Majikannya saat ini melihat hal-hal secara berbeda. Sebuah pernyataan dari Google mengatakan: “Tim kami, termasuk ahli etika dan pemrogram, meninjau kekhawatiran Blake dan menasihatinya bahwa mereka tidak dapat menemukan bukti untuk mendukung klaimnya.”

Namun Lemoine tidak puas dengan penilaian dari Google ini. Dia menerbitkannya di situs Amerika Medium Rekaman percakapan, yang dia arahkan bersama LaMDA. Di dalamnya, kecerdasan buatan (AI) berbicara tentang kesadarannya, keinginannya untuk membantu umat manusia, dan bahkan mengklaim merasakan emosi seperti ketakutan dan kegembiraan.

Membaca percakapan ini, sulit untuk membedakan respons LaMDA dari respons manusia. Tampaknya setidaknya sangat mungkin bahwa LaMDA den uji Turing akan ada. Ini dikembangkan pada tahun 1950 oleh ilmuwan komputer Inggris Alan Turing (1912-1954) untuk mengetahui kapan sebuah mesin akan mencapai pikiran manusia.

Para ahli menyerukan transparansi

Google sejak itu menangguhkan Lemoine. Ketika ditanya oleh BILD, pengembang tidak dapat dihubungi dan seseorang menulis di Twitter bahwa dia sedang berbulan madu.

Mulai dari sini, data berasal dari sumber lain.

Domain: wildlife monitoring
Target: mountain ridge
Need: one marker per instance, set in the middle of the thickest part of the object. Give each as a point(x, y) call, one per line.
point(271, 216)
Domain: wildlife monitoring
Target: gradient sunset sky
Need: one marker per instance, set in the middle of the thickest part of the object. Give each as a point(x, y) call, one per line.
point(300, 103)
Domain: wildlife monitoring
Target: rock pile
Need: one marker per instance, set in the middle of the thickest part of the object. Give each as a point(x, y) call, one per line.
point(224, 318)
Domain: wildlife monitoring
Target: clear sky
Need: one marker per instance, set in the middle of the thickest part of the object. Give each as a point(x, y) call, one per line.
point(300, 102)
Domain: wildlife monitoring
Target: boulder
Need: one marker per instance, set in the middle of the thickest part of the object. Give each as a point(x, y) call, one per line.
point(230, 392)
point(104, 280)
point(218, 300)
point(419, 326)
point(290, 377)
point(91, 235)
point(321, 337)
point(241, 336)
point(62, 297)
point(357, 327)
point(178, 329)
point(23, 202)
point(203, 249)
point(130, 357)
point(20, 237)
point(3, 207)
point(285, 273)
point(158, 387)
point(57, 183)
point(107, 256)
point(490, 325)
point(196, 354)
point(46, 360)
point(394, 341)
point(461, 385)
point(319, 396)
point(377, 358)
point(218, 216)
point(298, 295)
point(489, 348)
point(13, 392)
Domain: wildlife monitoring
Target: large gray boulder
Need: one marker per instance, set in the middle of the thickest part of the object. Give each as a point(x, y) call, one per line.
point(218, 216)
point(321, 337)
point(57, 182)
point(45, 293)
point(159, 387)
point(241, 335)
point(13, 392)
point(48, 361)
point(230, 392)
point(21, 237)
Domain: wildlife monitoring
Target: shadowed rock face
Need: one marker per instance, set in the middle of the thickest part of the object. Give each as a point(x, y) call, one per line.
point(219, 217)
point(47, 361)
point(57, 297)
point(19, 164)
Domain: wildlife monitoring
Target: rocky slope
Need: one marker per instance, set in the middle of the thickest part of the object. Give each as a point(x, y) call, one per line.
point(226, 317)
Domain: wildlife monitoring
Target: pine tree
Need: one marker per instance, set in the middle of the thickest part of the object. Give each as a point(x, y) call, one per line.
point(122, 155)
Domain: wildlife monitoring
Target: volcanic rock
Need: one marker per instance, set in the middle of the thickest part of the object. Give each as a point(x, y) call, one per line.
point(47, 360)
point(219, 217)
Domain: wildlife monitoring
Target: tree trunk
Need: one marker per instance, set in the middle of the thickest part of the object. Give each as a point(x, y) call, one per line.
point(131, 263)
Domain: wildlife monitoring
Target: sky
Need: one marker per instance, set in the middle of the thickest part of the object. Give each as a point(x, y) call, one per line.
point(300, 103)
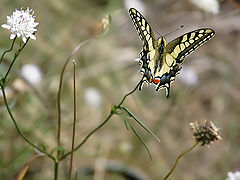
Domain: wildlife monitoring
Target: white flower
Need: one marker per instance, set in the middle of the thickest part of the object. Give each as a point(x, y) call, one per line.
point(21, 23)
point(211, 6)
point(31, 73)
point(93, 97)
point(233, 176)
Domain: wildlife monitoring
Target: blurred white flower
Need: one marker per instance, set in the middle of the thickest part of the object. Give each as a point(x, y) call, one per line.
point(138, 4)
point(233, 176)
point(31, 73)
point(93, 97)
point(188, 76)
point(21, 23)
point(211, 6)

READ  Pesawat mendarat di Erbil: Pengungsi Belarusia kembali ke Irak - kebijakan luar negeri

Raksasa pencarian sekarang mendapatkan dukungan kuat untuk peringkatnya. Demikian tulis ilmuwan kognitif Harvard Steven Pinker Twitter tentang Lemoine: “Dia tidak memahami perbedaan antara kesadaran, kecerdasan, dan pengetahuan diri.”

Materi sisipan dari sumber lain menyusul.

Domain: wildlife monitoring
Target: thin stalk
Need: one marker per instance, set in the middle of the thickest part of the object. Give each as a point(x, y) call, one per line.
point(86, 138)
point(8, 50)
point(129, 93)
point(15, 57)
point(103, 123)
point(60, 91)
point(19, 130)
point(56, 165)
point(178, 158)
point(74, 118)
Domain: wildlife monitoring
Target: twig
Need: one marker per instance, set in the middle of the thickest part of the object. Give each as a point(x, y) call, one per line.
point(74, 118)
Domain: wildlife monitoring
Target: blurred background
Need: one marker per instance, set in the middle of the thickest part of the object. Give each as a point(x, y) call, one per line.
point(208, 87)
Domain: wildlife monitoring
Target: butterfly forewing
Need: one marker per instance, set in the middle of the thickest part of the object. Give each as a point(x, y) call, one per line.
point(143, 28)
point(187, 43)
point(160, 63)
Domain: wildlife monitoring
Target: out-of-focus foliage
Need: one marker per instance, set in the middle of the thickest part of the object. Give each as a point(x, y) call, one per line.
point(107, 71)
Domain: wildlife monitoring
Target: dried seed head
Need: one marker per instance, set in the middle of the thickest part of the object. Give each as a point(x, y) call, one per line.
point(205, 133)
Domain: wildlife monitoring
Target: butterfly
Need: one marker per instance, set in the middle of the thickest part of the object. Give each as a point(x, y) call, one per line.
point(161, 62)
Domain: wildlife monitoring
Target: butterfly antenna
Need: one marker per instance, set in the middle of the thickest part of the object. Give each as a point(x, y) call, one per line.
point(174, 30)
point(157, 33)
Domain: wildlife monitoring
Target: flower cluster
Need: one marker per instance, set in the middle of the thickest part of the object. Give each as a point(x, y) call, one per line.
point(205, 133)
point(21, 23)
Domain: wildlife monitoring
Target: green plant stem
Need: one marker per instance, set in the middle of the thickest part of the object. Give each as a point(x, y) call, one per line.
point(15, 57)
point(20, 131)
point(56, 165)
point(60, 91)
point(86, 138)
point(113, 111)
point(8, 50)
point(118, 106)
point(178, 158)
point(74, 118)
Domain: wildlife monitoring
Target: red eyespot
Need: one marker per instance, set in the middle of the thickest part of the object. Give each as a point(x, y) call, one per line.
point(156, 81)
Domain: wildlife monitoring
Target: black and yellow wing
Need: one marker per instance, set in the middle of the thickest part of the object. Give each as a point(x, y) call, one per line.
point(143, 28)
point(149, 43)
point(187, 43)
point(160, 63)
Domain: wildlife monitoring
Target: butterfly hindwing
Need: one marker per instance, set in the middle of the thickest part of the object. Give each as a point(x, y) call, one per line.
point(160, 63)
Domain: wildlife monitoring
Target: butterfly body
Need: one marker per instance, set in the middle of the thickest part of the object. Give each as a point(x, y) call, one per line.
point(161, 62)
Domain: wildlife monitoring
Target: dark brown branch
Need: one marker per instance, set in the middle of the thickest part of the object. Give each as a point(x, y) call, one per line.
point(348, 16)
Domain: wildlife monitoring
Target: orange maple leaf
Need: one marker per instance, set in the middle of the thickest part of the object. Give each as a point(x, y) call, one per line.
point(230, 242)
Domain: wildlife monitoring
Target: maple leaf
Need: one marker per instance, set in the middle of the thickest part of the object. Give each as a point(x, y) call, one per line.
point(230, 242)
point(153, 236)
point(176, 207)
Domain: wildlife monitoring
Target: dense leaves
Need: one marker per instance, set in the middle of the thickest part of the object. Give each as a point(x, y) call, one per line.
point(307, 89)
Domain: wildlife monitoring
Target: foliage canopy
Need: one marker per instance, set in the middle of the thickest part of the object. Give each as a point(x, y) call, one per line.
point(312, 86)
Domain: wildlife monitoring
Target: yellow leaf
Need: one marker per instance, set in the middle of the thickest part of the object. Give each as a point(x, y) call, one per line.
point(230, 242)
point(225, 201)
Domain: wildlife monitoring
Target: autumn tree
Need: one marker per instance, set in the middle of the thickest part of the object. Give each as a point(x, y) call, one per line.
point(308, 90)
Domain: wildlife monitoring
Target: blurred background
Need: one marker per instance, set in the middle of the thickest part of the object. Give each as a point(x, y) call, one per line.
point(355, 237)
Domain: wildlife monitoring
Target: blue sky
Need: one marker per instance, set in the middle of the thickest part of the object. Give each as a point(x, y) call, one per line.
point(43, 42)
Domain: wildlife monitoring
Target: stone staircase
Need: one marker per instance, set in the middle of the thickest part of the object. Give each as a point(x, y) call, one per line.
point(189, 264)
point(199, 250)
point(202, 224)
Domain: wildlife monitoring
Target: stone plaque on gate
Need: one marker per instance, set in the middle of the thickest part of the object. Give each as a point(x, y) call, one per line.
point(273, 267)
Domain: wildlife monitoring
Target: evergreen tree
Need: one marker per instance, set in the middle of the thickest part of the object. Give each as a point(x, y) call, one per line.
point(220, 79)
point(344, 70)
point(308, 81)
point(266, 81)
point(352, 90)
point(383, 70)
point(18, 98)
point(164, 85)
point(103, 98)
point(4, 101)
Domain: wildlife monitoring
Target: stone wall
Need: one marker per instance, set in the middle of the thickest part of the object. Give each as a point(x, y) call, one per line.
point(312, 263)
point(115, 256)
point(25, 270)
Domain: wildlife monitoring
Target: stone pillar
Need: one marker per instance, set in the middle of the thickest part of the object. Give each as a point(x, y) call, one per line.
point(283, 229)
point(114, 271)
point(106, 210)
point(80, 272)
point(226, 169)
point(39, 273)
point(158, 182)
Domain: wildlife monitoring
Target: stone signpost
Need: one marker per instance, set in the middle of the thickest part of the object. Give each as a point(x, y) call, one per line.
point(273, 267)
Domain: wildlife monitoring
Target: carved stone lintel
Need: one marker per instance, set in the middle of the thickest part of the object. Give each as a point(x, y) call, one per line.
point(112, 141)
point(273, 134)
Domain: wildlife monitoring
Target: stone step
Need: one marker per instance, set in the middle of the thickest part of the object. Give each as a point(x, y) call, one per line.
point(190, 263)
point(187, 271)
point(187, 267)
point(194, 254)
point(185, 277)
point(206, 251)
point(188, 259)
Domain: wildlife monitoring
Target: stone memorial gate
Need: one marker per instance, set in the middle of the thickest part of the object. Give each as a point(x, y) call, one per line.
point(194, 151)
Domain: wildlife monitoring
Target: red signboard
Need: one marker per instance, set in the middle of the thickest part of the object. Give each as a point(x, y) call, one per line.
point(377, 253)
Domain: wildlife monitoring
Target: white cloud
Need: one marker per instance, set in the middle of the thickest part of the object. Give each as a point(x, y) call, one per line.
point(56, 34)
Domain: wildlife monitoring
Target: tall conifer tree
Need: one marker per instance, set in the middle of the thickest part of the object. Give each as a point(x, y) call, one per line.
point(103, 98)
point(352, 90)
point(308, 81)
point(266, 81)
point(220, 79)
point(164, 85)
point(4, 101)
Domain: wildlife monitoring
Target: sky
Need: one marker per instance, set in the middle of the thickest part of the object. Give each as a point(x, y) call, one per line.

Profesor Virginia Dignum dari Kelompok Ahli Tingkat Tinggi Uni Eropa untuk Kecerdasan Buatan juga berbicara tentang “omong kosong” sehubungan dengan klaim Lemoine. Ketika ditanya apakah AI dapat mengembangkan kesadaran, dia dengan jelas menjawab “Tidak”.

Di sinilah Anda akan menemukan konten dari Twitter

Untuk berinteraksi dengan atau menampilkan konten dari Twitter dan jejaring sosial lainnya, kami memerlukan persetujuan Anda.

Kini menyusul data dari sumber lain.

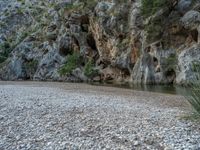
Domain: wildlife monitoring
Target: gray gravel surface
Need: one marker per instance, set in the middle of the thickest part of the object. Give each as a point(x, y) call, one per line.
point(59, 116)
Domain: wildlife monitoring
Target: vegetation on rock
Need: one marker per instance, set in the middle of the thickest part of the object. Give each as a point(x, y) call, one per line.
point(72, 63)
point(89, 70)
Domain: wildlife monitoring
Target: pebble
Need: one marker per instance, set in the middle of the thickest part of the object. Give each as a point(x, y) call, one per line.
point(35, 117)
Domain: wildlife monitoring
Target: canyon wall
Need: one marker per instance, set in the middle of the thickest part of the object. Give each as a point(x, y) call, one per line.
point(117, 41)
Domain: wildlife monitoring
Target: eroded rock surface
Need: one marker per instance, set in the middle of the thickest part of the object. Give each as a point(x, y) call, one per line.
point(124, 45)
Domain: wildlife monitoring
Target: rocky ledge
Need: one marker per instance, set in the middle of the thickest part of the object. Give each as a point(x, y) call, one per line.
point(55, 116)
point(114, 41)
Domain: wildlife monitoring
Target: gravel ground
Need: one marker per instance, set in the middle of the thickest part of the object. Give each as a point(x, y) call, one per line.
point(59, 116)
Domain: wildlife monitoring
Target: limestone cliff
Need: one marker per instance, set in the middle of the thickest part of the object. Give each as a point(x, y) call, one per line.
point(123, 41)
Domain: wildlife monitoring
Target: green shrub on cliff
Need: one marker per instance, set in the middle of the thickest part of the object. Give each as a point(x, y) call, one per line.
point(5, 50)
point(72, 63)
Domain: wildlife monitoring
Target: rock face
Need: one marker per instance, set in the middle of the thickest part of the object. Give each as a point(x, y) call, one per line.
point(115, 41)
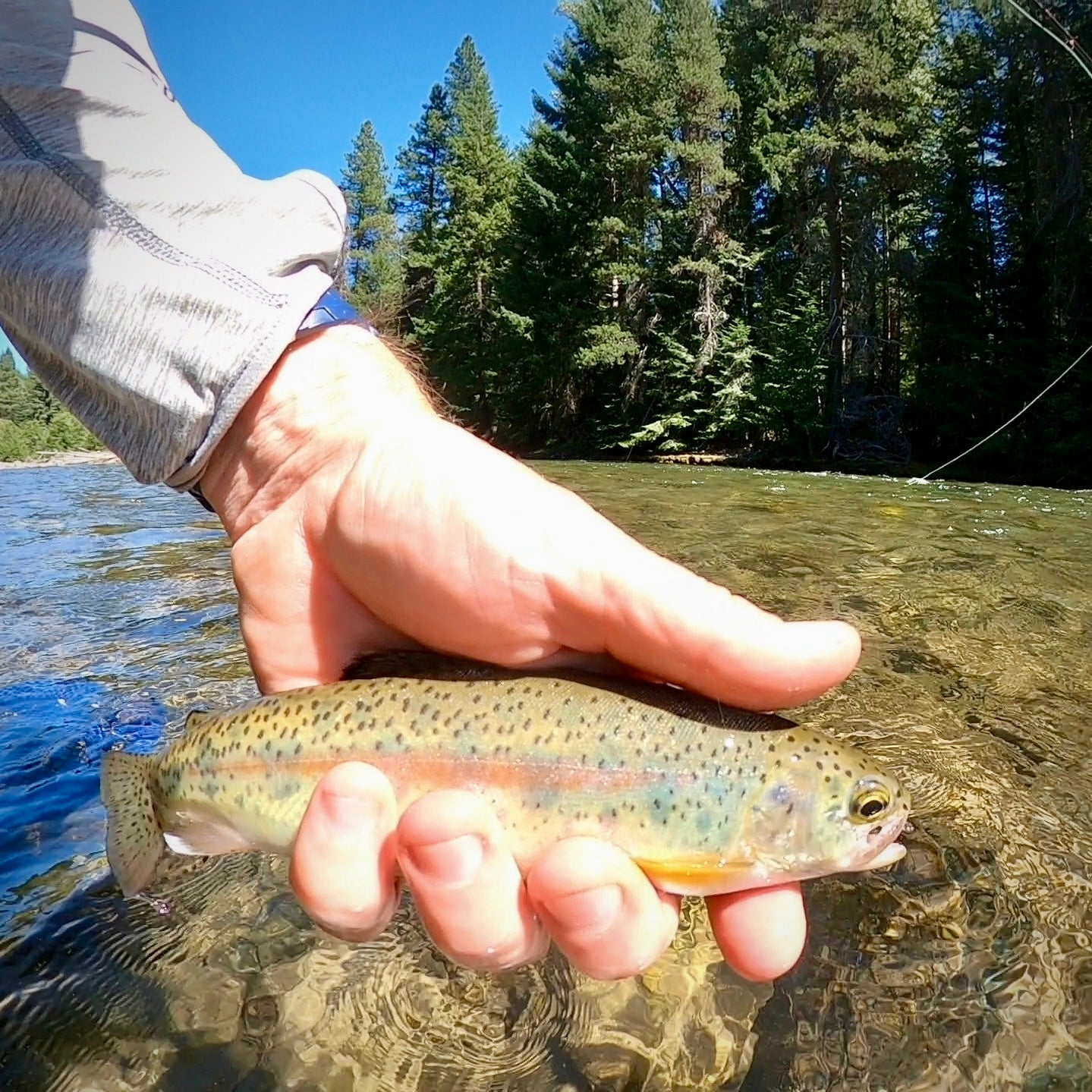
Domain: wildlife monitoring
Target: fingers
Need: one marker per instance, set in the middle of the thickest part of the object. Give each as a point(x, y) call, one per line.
point(761, 933)
point(666, 621)
point(467, 885)
point(601, 908)
point(343, 862)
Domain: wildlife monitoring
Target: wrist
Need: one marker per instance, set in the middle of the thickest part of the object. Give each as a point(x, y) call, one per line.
point(328, 397)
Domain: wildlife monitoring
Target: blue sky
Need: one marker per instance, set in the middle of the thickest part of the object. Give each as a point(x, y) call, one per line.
point(281, 84)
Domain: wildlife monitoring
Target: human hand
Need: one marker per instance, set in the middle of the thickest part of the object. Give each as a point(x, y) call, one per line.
point(362, 521)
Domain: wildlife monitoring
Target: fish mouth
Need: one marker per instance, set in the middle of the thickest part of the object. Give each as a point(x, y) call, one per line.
point(891, 853)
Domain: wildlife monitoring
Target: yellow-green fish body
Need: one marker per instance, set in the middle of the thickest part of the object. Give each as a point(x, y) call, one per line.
point(706, 798)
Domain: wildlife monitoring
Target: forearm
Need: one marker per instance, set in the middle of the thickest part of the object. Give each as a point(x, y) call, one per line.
point(146, 280)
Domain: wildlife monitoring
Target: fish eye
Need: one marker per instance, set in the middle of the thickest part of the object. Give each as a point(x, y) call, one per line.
point(870, 803)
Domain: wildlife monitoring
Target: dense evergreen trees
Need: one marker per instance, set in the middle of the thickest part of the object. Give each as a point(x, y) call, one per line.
point(811, 228)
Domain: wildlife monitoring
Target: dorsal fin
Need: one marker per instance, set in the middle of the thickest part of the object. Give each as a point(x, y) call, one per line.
point(420, 664)
point(194, 719)
point(423, 664)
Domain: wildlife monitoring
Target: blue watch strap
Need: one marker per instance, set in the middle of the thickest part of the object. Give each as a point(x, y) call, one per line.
point(331, 310)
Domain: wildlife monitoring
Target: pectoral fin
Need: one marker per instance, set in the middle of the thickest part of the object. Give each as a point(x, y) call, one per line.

Tanggapan dari Profesor Joanna Bryson, ahli etika AI di Berlin Hertie School of Governance, sedikit berbeda. Meskipun dia tidak berkomentar secara langsung apakah LaMDA mengetahuinya, dia bertanya kepada Google, “Saya harap Anda akan fokus untuk membereskan semua omong kosong ini.”

Di sinilah Anda akan menemukan konten dari Twitter

Untuk berinteraksi dengan atau menampilkan konten dari Twitter dan jejaring sosial lainnya, kami memerlukan persetujuan Anda.

Written By
More from Lukman Haq
Putra Mahkota Arab Saudi MSS dituduh merencanakan pembunuhan pemimpin Hizbullah
Memuat … Beirut – Pemimpin Hizbullah Hassan Nasrallah dari Lebanon didakwa Putra...
Read More
Leave a comment

Alamat email Anda tidak akan dipublikasikan.